Now there's a response from Forest City Ratner in the ligitation challenging the environmental review and seeking a temporary restraining order to block demolitions. In it, FCR attorney Jeffrey Braun points out that no regulation requires terrorist attacks to be analyzed.

"Preeminent security consultants"

Further, he points to a series of actions that suggests that the ESDC and the developer have taken the terrorist issue quite seriously:
In this case, the submissions in opposition to the petition will show that ESDC made the eminently sensible determination that the risk of a terrorist attack was not appropriate for inclusion in the SEQRA process, which would have entailed the publication, including availability on the Internet, of information about risk assessment and security measures. The submissions also will show that FCRC retained preeminent security consultants and, working with those consultants, participated in extensive confidential reviews of the Project with the New York City Police Department’s Counter-Terrorism Task Force, to assess the risk of a terrorist attack and to address that risk in an appropriate manner. Given the nature of the threat, however, it would not be appropriate—indeed, it would be foolish—to expose the risk assessment materials to public scrutiny.

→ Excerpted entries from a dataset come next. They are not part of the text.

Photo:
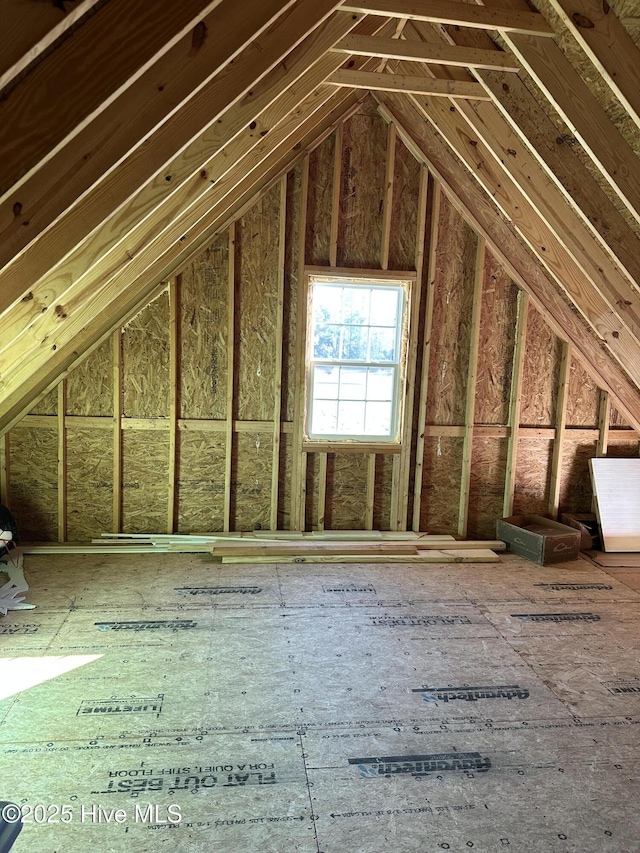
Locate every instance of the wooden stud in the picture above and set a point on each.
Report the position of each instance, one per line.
(436, 195)
(515, 401)
(604, 414)
(561, 417)
(438, 54)
(322, 489)
(228, 457)
(117, 428)
(174, 378)
(470, 405)
(62, 461)
(404, 461)
(409, 84)
(299, 468)
(370, 495)
(277, 405)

That may be so, but in other projects there has been at least some acknowledgement of security issues.

For example, a 9/25/05 technical memorandum regarding proposed design changes to the Freedom Tower, from the Lower Manhattan Development Corporation (LMDC), states: In response to security concerns, the building base, an approximately 190-foot-tall pedestal, would have a protective shell of steel and concrete.

(LMDC is not an ESDC subsidiary, run by gubernatorial appointees, but a
joint State-City corporation governed by a 16-member Board of Directors, half appointed by the Governor of New York and half by the Mayor of New York.)

What's a "reasonable worst-case scenario"

And the question remains: what's the difference between "a reasonable worst-case scenario" under the scope of state law and "a reasonable worst-case scenario" under a common-sense understanding?